Zanu PF accused CCC councillors who have been in control of the city council for several years of mismanagement and embezzlement. The CCC, for its part, blamed the central government for interfering in local affairs via Moyo and milking the city of millions of dollars through corrupt land and water deals.

Meanwhile, taxpayers have to bear the brunt of poor service delivery. Experts say the central government holds most of the cards. The law governing local authorities grants more power to the local government minister, including the appointment of council executives, while elected positions, such as mayor, are largely ceremonial.

Eldred Masunungure, a political analyst with the University of Harare, says even though Zimbabwe enshrined local government operations in its 2013 constitution, the reality is that self-governance in local public affairs is sorely lacking.

“This is despite the tedious rhetoric of devolution. The central government interferes so much that it vitiates the whole notion of local governing,” Masunungure tells The Africa Report. “This is especially so in local authorities controlled by the opposition CCC or its predecessor, MDC Alliance. Harare, which has always been won by the opposition since the turn of the century, is the most vulnerable to power being usurped by the central government through the ministry of local Government.”

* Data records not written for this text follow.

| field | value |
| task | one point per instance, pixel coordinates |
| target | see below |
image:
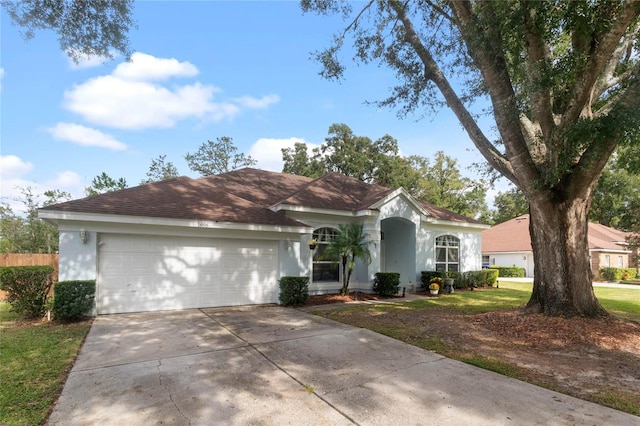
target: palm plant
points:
(349, 244)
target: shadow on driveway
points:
(274, 365)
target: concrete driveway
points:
(273, 365)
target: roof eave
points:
(400, 191)
(305, 209)
(55, 217)
(473, 225)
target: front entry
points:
(398, 249)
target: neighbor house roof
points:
(513, 236)
(241, 196)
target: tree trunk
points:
(345, 278)
(562, 272)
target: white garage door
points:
(147, 273)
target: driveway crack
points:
(169, 392)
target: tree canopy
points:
(561, 81)
(380, 162)
(26, 233)
(85, 28)
(105, 183)
(219, 156)
(160, 170)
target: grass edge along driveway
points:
(622, 303)
(35, 359)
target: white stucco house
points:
(509, 244)
(227, 239)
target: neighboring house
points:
(509, 244)
(227, 239)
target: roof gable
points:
(246, 196)
(180, 198)
(334, 191)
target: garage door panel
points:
(146, 273)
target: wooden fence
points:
(29, 259)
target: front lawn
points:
(35, 358)
(621, 302)
(591, 359)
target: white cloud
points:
(132, 98)
(12, 166)
(68, 181)
(257, 103)
(143, 67)
(85, 136)
(268, 152)
(85, 61)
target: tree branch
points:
(536, 66)
(603, 48)
(485, 47)
(433, 73)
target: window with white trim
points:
(325, 269)
(447, 253)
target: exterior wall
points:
(598, 260)
(408, 246)
(77, 259)
(523, 259)
(470, 246)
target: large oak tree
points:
(562, 82)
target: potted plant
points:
(448, 282)
(434, 285)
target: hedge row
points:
(294, 290)
(27, 288)
(386, 283)
(73, 300)
(469, 279)
(618, 274)
(510, 271)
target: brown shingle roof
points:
(513, 235)
(180, 198)
(337, 192)
(240, 196)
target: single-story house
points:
(509, 244)
(227, 239)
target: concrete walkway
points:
(274, 365)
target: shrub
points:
(386, 283)
(27, 288)
(425, 277)
(294, 290)
(617, 274)
(490, 276)
(73, 300)
(510, 271)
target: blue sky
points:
(201, 70)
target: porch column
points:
(373, 230)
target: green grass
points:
(34, 361)
(624, 303)
(621, 302)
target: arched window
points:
(447, 253)
(324, 268)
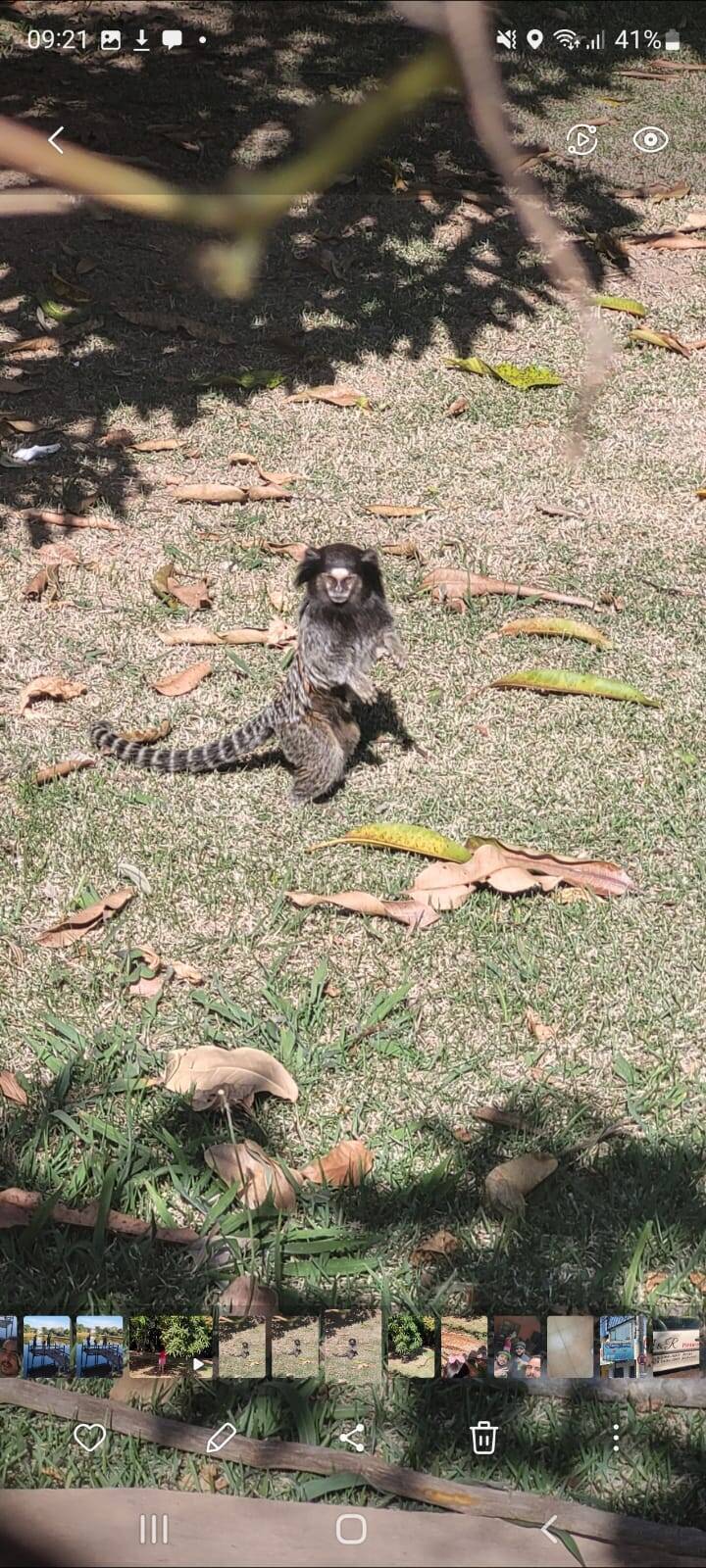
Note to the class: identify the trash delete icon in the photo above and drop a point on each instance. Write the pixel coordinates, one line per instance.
(483, 1437)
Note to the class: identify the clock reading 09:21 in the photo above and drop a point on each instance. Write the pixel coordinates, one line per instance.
(46, 38)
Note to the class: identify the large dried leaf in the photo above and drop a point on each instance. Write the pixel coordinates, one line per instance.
(219, 494)
(402, 909)
(507, 1186)
(454, 585)
(258, 1178)
(345, 1165)
(603, 878)
(553, 626)
(247, 1298)
(573, 682)
(645, 334)
(60, 770)
(383, 510)
(12, 1089)
(443, 1244)
(441, 886)
(217, 1076)
(68, 519)
(80, 922)
(619, 303)
(192, 637)
(400, 836)
(54, 687)
(182, 681)
(525, 378)
(20, 1206)
(341, 397)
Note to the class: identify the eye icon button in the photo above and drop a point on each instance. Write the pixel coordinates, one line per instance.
(651, 138)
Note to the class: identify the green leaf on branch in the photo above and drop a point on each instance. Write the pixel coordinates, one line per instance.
(573, 682)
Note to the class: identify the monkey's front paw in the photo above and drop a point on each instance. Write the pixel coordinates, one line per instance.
(365, 689)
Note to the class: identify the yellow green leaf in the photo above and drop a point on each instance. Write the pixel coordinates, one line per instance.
(520, 376)
(526, 376)
(402, 836)
(617, 303)
(478, 368)
(554, 626)
(573, 682)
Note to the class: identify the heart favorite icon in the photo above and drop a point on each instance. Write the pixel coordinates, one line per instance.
(90, 1437)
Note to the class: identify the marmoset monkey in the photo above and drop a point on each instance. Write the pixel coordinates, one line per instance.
(345, 626)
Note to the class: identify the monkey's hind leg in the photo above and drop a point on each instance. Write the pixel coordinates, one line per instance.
(319, 755)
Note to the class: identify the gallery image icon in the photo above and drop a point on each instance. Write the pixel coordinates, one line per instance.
(222, 1437)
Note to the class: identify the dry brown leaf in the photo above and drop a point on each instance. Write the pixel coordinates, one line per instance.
(443, 1244)
(219, 494)
(148, 988)
(219, 1076)
(149, 734)
(491, 859)
(80, 922)
(247, 1298)
(192, 637)
(507, 1186)
(459, 407)
(182, 681)
(12, 1089)
(499, 1118)
(537, 1027)
(157, 446)
(30, 345)
(404, 909)
(60, 770)
(441, 886)
(384, 510)
(68, 519)
(18, 1207)
(54, 687)
(36, 585)
(258, 1178)
(195, 595)
(407, 549)
(271, 548)
(60, 554)
(341, 397)
(117, 436)
(345, 1165)
(170, 321)
(454, 585)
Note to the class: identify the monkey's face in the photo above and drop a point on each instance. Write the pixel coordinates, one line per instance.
(341, 574)
(341, 585)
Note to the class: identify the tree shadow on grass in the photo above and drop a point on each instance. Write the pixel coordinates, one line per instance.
(388, 273)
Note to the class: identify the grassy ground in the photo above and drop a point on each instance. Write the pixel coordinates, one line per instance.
(389, 1039)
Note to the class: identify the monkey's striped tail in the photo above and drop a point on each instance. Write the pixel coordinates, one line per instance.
(190, 760)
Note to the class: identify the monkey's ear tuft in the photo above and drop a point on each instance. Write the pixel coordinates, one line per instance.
(310, 566)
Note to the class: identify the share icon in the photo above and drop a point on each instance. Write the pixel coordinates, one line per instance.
(350, 1437)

CCC councillors have been sidelined through dubious directives in order for them not to rock the corruption boat

The issue predates the Mnangagwa era and was also true under President Robert Mugabe’s long reign. “Councillors have more ceremonial than substantive power,” he says, “and the councils they theoretically control have been reduced to hollow institutions.”

Masunungure says corruption and patronage are the driving force behind the government’s interference. He called the controversial Pomona waste-to-energy contract a prime example of a murky deal.

“CCC councillors have been sidelined through dubious directives in order for them not to rock the corruption boat,” he says. “In short, the motivation is not so much to decimate the opposition per se, but to ensure that opposition councillors do not undermine the shadowy, corruption-ridden deals.”

Kudakwashe Munemo, a political analyst,  says Moyo’s interference aims both to sabotage the opposition and protect shady land and procurement deals. “Without checks and balances, they will have their say in how the local authority is run and afterwards blame it on the CCC,” he says.

Meanwhile, a Harare North legislator, Norman Markham, has challenged the Pomona project at the High Court in a bid to have it declared null and void.

Fight for control

Masunungure expects Zanu PF to increase its efforts to take charge of all CCC-led urban areas as the country heads toward the 2023 elections.

Recently, the ruling party has been bringing development projects to high-density suburbs in Harare to make President Mnangagwa look good to residents.

The ministry of transport and infrastructural development has been resurfacing and rehabilitating some of the major tarred roads in Harare.

During the March by-election campaign, Zanu PF introduced a presidential scheme that drilled about 20 boreholes to get clean water to residents of Chitungwiza, a dormitory town about 30km (20 miles) from Harare.

The objective, Munemo says, is to make the Zanu PF look like the “messiah” while the MCC comes off as incompetent in the eyes of voters.

“The [clamour] for supreme control of the councils is of course more intensive and vicious in Harare than elsewhere,” says Masunungure. “There are rich pickings to be had from controlling urban councils, and this is especially so in Harare.”